Ou, sobre escrita e performance
Sinto que comecei a alinhavar uma tessitura do que poderia ser o começo de reflexões do que se passou no \perfura_ateliê de performance. Ênfase: alinhavar o que poderia ser o começo. Como acontece em diálogos ao vivo, muitas vezes, uma conversa é apenas pano pra manga de conversas futuras e o assunto não se encerra tão cedo ou tão fácil. A gente sempre retoma, e o assunto, quando faz parte importante de nossas vidas – afetos, pesquisas e fazeres –, está sempre na pauta do dia.
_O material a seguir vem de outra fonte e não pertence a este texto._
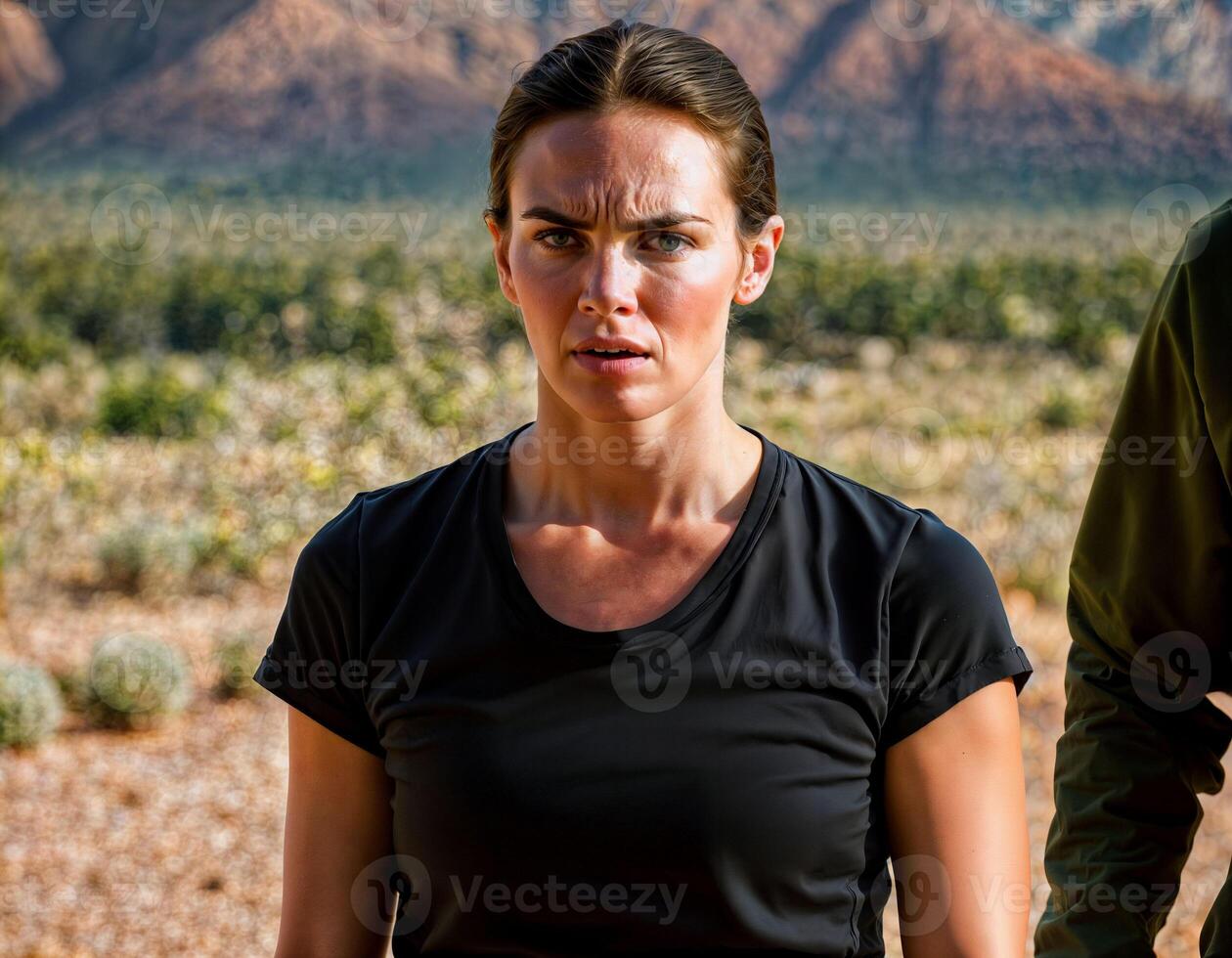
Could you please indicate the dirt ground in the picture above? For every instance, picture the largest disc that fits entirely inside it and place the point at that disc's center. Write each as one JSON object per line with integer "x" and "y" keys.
{"x": 170, "y": 841}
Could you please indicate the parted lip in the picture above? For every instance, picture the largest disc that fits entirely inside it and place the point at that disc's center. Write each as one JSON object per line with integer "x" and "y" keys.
{"x": 611, "y": 342}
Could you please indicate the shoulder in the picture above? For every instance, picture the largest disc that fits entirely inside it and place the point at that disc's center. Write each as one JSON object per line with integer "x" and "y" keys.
{"x": 396, "y": 522}
{"x": 941, "y": 564}
{"x": 849, "y": 512}
{"x": 920, "y": 554}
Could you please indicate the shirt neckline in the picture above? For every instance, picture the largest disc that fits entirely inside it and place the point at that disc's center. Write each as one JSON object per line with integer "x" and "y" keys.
{"x": 739, "y": 544}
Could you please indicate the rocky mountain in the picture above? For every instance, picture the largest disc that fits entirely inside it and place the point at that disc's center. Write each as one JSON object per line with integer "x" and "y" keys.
{"x": 845, "y": 84}
{"x": 1185, "y": 43}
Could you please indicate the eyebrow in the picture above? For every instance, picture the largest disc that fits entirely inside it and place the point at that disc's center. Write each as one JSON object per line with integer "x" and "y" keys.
{"x": 660, "y": 221}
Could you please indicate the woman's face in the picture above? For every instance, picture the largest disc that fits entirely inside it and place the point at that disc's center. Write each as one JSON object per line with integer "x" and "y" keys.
{"x": 622, "y": 226}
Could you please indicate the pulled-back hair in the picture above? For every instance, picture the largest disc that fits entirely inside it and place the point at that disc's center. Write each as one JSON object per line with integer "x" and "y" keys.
{"x": 633, "y": 65}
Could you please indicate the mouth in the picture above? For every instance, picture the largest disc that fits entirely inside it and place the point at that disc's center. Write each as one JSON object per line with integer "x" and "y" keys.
{"x": 616, "y": 362}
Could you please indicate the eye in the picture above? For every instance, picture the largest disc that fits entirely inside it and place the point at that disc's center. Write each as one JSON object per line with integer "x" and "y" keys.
{"x": 540, "y": 238}
{"x": 673, "y": 238}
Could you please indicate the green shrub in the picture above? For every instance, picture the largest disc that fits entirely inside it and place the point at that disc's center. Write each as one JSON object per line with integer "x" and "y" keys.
{"x": 134, "y": 681}
{"x": 31, "y": 706}
{"x": 126, "y": 554}
{"x": 236, "y": 659}
{"x": 155, "y": 403}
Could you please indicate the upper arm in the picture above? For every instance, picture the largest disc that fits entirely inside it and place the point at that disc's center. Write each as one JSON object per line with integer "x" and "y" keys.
{"x": 337, "y": 829}
{"x": 956, "y": 821}
{"x": 953, "y": 786}
{"x": 339, "y": 800}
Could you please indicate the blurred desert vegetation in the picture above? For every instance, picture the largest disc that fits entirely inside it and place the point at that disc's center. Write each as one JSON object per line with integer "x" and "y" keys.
{"x": 173, "y": 430}
{"x": 175, "y": 423}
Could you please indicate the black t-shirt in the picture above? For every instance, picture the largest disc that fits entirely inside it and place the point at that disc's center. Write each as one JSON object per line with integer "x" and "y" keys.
{"x": 706, "y": 782}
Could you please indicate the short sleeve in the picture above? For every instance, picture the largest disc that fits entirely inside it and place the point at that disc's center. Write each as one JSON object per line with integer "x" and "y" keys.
{"x": 314, "y": 660}
{"x": 948, "y": 634}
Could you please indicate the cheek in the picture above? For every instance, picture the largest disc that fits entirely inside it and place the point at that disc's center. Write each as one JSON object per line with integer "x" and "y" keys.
{"x": 690, "y": 309}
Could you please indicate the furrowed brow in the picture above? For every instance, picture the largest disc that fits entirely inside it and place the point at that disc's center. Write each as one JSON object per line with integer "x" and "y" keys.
{"x": 660, "y": 221}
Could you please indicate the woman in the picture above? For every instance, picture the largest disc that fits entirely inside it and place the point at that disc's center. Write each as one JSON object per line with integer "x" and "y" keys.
{"x": 634, "y": 677}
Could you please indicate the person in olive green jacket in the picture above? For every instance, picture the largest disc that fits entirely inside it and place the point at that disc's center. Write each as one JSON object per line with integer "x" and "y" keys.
{"x": 1150, "y": 611}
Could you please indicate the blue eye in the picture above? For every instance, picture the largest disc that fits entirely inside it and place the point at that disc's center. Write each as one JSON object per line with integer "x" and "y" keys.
{"x": 676, "y": 237}
{"x": 543, "y": 240}
{"x": 540, "y": 238}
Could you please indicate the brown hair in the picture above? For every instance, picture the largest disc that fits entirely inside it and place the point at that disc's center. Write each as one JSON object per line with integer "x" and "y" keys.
{"x": 633, "y": 65}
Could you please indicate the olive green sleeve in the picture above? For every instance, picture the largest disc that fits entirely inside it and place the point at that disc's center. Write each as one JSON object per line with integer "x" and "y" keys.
{"x": 1150, "y": 612}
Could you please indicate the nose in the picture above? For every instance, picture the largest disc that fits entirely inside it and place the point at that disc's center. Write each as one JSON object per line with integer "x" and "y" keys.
{"x": 611, "y": 284}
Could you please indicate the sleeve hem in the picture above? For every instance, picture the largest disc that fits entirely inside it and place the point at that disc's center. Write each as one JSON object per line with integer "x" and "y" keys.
{"x": 1002, "y": 664}
{"x": 323, "y": 713}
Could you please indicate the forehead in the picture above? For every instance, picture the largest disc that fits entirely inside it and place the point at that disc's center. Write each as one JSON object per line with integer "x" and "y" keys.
{"x": 630, "y": 161}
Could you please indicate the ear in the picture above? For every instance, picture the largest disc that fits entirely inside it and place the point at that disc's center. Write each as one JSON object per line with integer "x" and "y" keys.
{"x": 759, "y": 261}
{"x": 501, "y": 254}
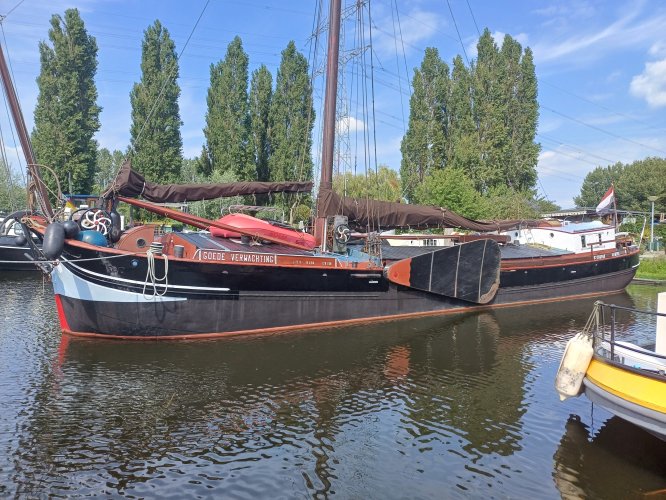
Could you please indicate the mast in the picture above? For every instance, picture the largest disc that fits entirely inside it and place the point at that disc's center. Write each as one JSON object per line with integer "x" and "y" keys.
{"x": 328, "y": 144}
{"x": 24, "y": 138}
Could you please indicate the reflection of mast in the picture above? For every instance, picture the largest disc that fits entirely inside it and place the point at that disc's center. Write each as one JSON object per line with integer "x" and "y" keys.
{"x": 34, "y": 177}
{"x": 619, "y": 461}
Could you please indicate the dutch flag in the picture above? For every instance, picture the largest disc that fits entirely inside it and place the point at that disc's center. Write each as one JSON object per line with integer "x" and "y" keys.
{"x": 604, "y": 205}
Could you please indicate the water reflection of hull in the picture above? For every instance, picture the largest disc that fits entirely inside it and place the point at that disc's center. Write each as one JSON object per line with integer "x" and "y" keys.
{"x": 576, "y": 311}
{"x": 619, "y": 461}
{"x": 218, "y": 404}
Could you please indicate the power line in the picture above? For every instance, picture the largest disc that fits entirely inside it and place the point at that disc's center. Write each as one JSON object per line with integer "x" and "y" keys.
{"x": 473, "y": 18}
{"x": 590, "y": 101}
{"x": 599, "y": 129}
{"x": 168, "y": 78}
{"x": 457, "y": 31}
{"x": 2, "y": 18}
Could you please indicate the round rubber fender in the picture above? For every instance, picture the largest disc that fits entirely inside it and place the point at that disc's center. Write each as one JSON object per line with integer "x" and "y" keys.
{"x": 115, "y": 232}
{"x": 54, "y": 241}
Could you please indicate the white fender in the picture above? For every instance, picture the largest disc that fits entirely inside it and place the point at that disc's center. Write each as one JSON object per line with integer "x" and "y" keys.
{"x": 575, "y": 360}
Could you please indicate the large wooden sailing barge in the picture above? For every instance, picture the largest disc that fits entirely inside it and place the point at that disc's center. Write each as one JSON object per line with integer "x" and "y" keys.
{"x": 141, "y": 285}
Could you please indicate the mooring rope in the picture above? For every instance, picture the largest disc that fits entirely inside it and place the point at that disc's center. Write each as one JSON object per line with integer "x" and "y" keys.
{"x": 152, "y": 277}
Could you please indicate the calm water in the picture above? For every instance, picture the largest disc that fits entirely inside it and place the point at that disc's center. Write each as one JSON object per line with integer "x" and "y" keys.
{"x": 451, "y": 407}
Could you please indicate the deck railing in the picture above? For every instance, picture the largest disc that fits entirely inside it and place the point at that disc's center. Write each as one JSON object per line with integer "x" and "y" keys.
{"x": 606, "y": 328}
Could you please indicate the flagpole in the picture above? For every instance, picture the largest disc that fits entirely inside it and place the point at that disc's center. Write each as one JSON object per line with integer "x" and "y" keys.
{"x": 614, "y": 206}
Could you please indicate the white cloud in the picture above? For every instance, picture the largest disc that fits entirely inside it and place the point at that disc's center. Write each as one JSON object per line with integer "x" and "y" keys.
{"x": 651, "y": 84}
{"x": 623, "y": 33}
{"x": 658, "y": 49}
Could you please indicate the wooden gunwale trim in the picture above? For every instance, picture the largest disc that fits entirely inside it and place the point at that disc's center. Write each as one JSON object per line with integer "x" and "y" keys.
{"x": 628, "y": 385}
{"x": 282, "y": 260}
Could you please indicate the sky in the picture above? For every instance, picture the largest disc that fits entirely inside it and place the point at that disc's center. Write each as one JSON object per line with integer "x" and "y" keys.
{"x": 601, "y": 67}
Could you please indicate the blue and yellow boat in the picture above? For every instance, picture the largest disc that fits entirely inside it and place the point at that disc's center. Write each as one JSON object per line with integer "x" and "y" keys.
{"x": 626, "y": 379}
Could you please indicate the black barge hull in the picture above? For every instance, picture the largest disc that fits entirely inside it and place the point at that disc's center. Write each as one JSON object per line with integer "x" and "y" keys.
{"x": 203, "y": 300}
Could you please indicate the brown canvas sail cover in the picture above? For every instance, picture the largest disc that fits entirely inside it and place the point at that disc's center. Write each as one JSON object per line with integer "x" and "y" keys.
{"x": 132, "y": 184}
{"x": 389, "y": 215}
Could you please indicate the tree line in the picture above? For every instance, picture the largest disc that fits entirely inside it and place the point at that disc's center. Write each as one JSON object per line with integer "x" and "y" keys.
{"x": 264, "y": 134}
{"x": 633, "y": 183}
{"x": 469, "y": 143}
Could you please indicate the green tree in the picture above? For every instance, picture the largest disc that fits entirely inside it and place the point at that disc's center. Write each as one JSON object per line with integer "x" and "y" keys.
{"x": 424, "y": 146}
{"x": 291, "y": 119}
{"x": 155, "y": 139}
{"x": 596, "y": 183}
{"x": 463, "y": 146}
{"x": 383, "y": 185}
{"x": 66, "y": 115}
{"x": 290, "y": 122}
{"x": 639, "y": 180}
{"x": 227, "y": 119}
{"x": 108, "y": 164}
{"x": 503, "y": 202}
{"x": 261, "y": 92}
{"x": 451, "y": 188}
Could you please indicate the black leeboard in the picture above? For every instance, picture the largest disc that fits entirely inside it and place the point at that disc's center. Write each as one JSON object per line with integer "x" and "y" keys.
{"x": 467, "y": 272}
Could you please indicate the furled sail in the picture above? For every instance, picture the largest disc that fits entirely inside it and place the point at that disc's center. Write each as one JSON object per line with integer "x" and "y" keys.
{"x": 132, "y": 184}
{"x": 390, "y": 215}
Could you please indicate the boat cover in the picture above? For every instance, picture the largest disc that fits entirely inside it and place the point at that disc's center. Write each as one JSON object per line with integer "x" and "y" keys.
{"x": 364, "y": 213}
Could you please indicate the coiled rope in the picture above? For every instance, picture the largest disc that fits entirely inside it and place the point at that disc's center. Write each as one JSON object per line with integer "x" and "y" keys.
{"x": 152, "y": 277}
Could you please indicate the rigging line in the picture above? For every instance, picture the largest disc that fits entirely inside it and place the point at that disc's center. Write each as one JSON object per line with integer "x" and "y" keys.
{"x": 10, "y": 181}
{"x": 11, "y": 129}
{"x": 586, "y": 153}
{"x": 599, "y": 129}
{"x": 590, "y": 101}
{"x": 397, "y": 64}
{"x": 312, "y": 57}
{"x": 473, "y": 18}
{"x": 457, "y": 31}
{"x": 168, "y": 78}
{"x": 404, "y": 53}
{"x": 5, "y": 98}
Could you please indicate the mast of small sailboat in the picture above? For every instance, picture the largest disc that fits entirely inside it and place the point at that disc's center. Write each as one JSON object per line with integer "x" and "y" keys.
{"x": 33, "y": 169}
{"x": 328, "y": 144}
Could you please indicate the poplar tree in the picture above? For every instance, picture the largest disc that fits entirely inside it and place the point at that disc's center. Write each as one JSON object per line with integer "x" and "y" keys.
{"x": 108, "y": 164}
{"x": 489, "y": 113}
{"x": 521, "y": 114}
{"x": 227, "y": 119}
{"x": 66, "y": 115}
{"x": 261, "y": 92}
{"x": 155, "y": 131}
{"x": 463, "y": 147}
{"x": 424, "y": 147}
{"x": 291, "y": 119}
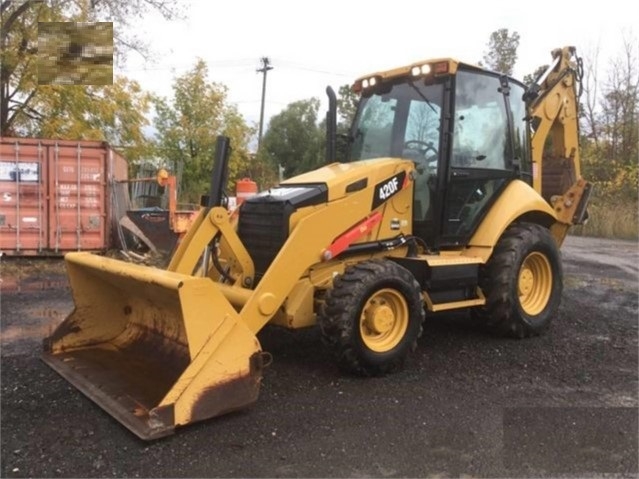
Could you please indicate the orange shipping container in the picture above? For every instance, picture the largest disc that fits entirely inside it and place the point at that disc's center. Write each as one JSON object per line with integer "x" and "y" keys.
{"x": 55, "y": 196}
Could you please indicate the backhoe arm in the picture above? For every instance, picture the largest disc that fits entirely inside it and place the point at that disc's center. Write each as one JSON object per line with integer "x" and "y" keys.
{"x": 552, "y": 104}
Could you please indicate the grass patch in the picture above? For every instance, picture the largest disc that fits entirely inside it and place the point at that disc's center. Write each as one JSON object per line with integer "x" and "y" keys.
{"x": 610, "y": 220}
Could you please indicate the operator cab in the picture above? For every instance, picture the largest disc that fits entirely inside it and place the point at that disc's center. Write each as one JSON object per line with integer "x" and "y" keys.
{"x": 464, "y": 128}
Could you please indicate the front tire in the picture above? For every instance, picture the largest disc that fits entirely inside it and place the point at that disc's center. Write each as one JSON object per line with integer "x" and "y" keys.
{"x": 522, "y": 282}
{"x": 372, "y": 317}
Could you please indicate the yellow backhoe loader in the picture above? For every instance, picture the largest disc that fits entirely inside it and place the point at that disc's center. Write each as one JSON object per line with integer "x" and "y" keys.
{"x": 458, "y": 189}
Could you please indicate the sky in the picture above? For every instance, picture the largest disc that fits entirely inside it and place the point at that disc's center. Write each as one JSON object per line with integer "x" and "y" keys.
{"x": 313, "y": 44}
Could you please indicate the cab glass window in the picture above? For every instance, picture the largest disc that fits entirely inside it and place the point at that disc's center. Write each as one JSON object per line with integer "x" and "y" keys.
{"x": 480, "y": 136}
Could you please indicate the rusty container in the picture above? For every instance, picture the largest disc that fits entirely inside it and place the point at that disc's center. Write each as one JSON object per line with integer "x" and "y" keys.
{"x": 55, "y": 195}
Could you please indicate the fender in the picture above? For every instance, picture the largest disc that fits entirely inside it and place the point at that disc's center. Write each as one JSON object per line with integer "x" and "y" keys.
{"x": 517, "y": 199}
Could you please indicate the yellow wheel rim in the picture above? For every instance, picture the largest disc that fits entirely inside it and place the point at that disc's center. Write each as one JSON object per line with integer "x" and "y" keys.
{"x": 384, "y": 320}
{"x": 535, "y": 283}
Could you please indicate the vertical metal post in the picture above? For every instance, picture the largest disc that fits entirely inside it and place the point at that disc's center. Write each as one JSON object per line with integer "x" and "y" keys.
{"x": 41, "y": 230}
{"x": 265, "y": 68}
{"x": 56, "y": 197}
{"x": 17, "y": 150}
{"x": 78, "y": 228}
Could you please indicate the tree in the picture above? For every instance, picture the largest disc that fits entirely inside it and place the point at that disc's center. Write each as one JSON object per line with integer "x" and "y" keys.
{"x": 502, "y": 51}
{"x": 114, "y": 113}
{"x": 188, "y": 126}
{"x": 294, "y": 140}
{"x": 19, "y": 46}
{"x": 346, "y": 107}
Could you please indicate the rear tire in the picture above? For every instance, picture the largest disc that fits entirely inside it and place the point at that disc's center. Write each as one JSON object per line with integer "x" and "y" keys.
{"x": 522, "y": 282}
{"x": 372, "y": 317}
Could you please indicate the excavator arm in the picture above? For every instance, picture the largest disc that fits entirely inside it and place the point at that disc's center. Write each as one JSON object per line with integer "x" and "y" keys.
{"x": 552, "y": 104}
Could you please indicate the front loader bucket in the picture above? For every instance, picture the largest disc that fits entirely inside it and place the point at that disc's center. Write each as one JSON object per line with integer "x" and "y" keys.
{"x": 155, "y": 349}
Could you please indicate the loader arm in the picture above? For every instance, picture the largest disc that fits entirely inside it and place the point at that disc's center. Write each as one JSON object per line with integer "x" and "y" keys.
{"x": 205, "y": 229}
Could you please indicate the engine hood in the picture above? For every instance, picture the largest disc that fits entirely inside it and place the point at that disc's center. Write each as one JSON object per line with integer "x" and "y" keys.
{"x": 344, "y": 178}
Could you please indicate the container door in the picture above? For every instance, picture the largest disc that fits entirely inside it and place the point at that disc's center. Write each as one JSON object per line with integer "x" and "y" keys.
{"x": 77, "y": 208}
{"x": 23, "y": 219}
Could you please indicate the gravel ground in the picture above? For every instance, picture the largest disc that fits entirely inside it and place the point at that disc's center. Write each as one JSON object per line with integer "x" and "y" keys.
{"x": 467, "y": 404}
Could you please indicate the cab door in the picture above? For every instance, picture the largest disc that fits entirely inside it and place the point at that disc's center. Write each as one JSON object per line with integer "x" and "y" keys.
{"x": 480, "y": 160}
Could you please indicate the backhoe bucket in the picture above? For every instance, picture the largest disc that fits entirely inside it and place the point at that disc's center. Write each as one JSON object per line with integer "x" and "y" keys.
{"x": 155, "y": 349}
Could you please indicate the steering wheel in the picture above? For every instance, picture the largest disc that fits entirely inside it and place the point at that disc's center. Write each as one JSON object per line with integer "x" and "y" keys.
{"x": 422, "y": 147}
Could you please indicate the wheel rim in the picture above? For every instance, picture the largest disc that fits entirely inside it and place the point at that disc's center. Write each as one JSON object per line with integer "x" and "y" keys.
{"x": 535, "y": 283}
{"x": 384, "y": 320}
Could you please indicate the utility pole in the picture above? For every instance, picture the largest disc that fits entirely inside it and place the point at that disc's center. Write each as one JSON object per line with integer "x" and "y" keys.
{"x": 266, "y": 66}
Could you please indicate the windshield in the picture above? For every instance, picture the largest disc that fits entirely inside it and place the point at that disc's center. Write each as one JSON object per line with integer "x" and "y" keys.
{"x": 401, "y": 122}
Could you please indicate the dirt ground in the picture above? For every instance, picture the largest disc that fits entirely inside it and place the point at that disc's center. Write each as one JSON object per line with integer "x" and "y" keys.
{"x": 467, "y": 405}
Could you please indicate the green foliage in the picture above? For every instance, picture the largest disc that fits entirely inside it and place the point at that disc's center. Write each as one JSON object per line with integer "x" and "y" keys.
{"x": 188, "y": 126}
{"x": 294, "y": 140}
{"x": 502, "y": 51}
{"x": 347, "y": 101}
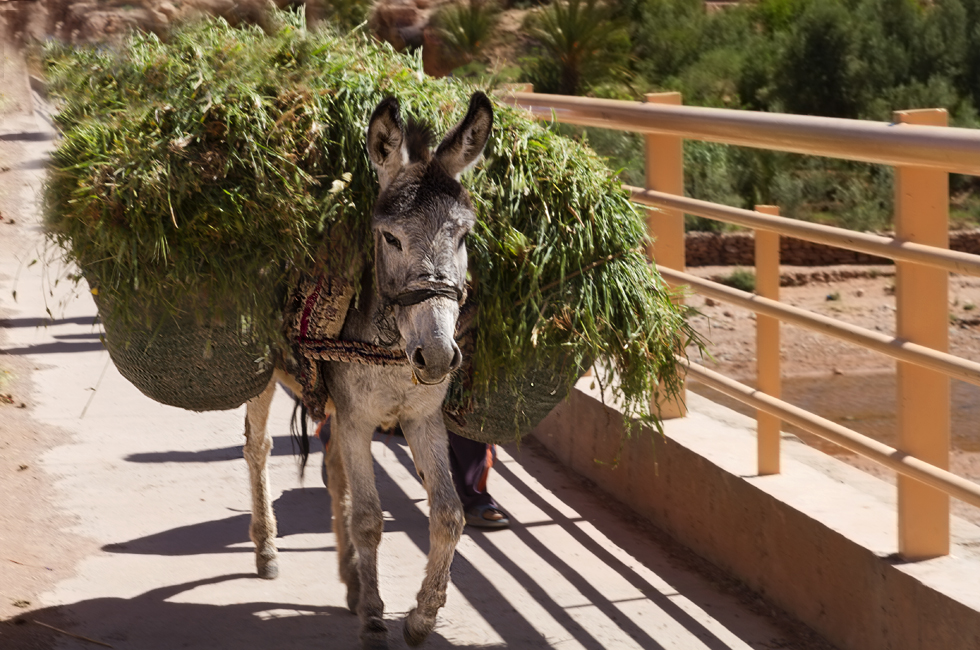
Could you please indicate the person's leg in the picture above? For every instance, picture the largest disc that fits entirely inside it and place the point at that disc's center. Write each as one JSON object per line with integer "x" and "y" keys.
{"x": 470, "y": 462}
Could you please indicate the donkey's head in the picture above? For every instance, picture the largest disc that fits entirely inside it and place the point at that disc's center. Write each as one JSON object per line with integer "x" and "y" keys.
{"x": 420, "y": 224}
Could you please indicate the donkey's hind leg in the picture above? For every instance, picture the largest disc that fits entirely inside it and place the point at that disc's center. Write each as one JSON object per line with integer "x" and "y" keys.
{"x": 340, "y": 504}
{"x": 258, "y": 446}
{"x": 430, "y": 449}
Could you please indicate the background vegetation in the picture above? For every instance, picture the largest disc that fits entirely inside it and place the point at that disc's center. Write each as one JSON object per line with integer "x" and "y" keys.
{"x": 858, "y": 59}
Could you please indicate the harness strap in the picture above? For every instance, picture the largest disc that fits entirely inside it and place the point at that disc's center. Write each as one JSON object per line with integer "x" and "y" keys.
{"x": 352, "y": 352}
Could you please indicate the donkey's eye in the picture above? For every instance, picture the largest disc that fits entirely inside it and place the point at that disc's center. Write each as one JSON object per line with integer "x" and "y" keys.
{"x": 392, "y": 240}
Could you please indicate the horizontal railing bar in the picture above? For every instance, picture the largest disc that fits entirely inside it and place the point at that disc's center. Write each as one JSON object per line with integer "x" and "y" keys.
{"x": 903, "y": 251}
{"x": 890, "y": 457}
{"x": 962, "y": 369}
{"x": 946, "y": 148}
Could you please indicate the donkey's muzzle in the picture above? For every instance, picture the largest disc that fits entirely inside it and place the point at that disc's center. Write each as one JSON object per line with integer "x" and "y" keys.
{"x": 432, "y": 363}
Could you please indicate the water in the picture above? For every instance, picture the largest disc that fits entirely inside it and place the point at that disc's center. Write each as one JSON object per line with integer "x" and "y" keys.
{"x": 866, "y": 404}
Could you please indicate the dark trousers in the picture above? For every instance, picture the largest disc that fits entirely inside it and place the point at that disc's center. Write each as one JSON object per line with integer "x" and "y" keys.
{"x": 470, "y": 462}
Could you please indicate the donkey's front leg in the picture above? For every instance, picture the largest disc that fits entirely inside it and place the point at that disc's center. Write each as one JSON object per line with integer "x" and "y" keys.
{"x": 258, "y": 446}
{"x": 364, "y": 524}
{"x": 430, "y": 448}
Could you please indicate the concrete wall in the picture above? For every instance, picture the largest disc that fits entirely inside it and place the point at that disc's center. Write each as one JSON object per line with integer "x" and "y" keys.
{"x": 819, "y": 540}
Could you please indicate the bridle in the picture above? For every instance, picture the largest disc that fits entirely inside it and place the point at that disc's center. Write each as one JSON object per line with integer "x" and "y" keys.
{"x": 415, "y": 296}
Um dos assuntos que mais retornou nas atividades dialógicas do \perfura foi a respeito de registro, memória e rastro de performance. Muitos brincaram com a Luiza Palhares, fotógrafa do evento, dizendo que ela já tinha uma pesquisa de mestrado pronta. Ela mesma resume o assunto com a frase lapidar: "Fotografar performance é como vestir os sapatos de outro". A melhor forma de deixar uma conversa em aberto é resumi-la numa frase lapidar, que suscita ainda mais questões.
Tratamos constantemente da relação limiar entre performance e fotografia de performance: a relação do artista com a fotografia, a expectativa da fotografia em relação ao trabalho, a presença do fotógrafo durante a performance, a relação do público com a fotografia de performance, a fotografia como uma das memórias possíveis da performance, a fotografia como registro material de uma ação que é por si só efêmera etc.
Mas sobre minha colcha de retalhos de impressões e começos de reflexões, sinto que se me fosse pedido daqui três meses me debruçar sobre as anotações e escrever um artigo, um relato ou um texto expandido, muita coisa seria amadurecida. Muito do que ficou registrado apenas mentalmente teria a oportunidade de se sedimentar e cair no papel. Com o tempo que una escrita reflexiva demanda.
Experimentei muitos desafios. Como, por exemplo, sair escrevendo. Muitas vezes, a maioria delas, escrevi sem me deter sobre o texto e em alguns casos sem qualquer tempo para retornar a eles. Experimentei o desafio de fazer da escrita algo mais imediato. O que me suscitou questões sobre o que é uma escrita reflexiva – de como registro e memória de um evento – de performance.
Como alguém que se dedica à teoria filosófica e como alguém que se dedica à performance como tema de investigação e à escrita como prática profissional, sinto que exercitei um pensamento sobre a incapacidade de escrever. Os temas que mais me pegaram como desafio diário da escrita era o tempo necessário para puxar un assunto da memória, pensar criticamente digitando, retomando, apagando, contemplando o vazio, se perdendo em pensamento associativos, revendo anotações antigas. Escrever sem tempo de ponderar ou consultar. Escrever em meio à atualizações e notificações do blog e do facebook. Escrever entre uma ação e outra. Escrever estando disponível no espaço da galeria suscetível a múltiplos atravessamentos. Escrever sendo interrompida por urgências e presenças também disponíveis para o diálogo. Escrever na impossibilidade de escrever. Escrever diante do desafio da dificuldade em se concentrar na escrita – que habituamos a ser um tempo silencioso, nós com nossos próprios pensamentos, sendo escutados, elaborados e ruminados num espaço ou tempo de isolamento e introspecção.
O tempo da escrita do \perfura foi o tempo de uma escrita imediata, imediata como são as impressões e sensações sucessivas. Uma escrita perfurada.
Mas a escrita sobre performance não precisa ser imediata. Pode ser um compartilhamento de experiência. Pode ser uma abertura para viver e pensar junto, para sentir e atravessar junto. Por outro lado, por mais que a performance seja essa linguagem papo reto – venha compartilhar comigo –, mais sensível do que analiticamente interpretável, ela demanda um tempo de respiro, para que o que foi sentido possa ser percebido com maior nitidez e neutralidade. É como se tivéssemos tido uma experiência bem intensa e com o tempo pudesse absorvê-la ao revisita-la com distanciamento. Não se trata de um distanciamento afoito em produzir sentido/significado hermenêutico/intelectual, mão no queixo analítico, mas de digerir uma vivência transformando numa experiência mais elaborada, mais digerida, como se apropriássemos do que nos é próprio. O tempo da reflexão meditativa, do eu consigo, a introspecção silenciosa que deixa o pensamento se esclarecer sobre o que importa, ou sobre o que ainda precisa ou deseja ser revisitado, pela reverberação que causa em nós, pela permanência de estar ainda conosco, à flor da pele.
Que possamos então com o tempo permanecer atentos ao que importa, às sedimentações de tudo o que o \perfura nos proporcionou em termos de experiências, provocações, amadurecimentos, trocas e percepções.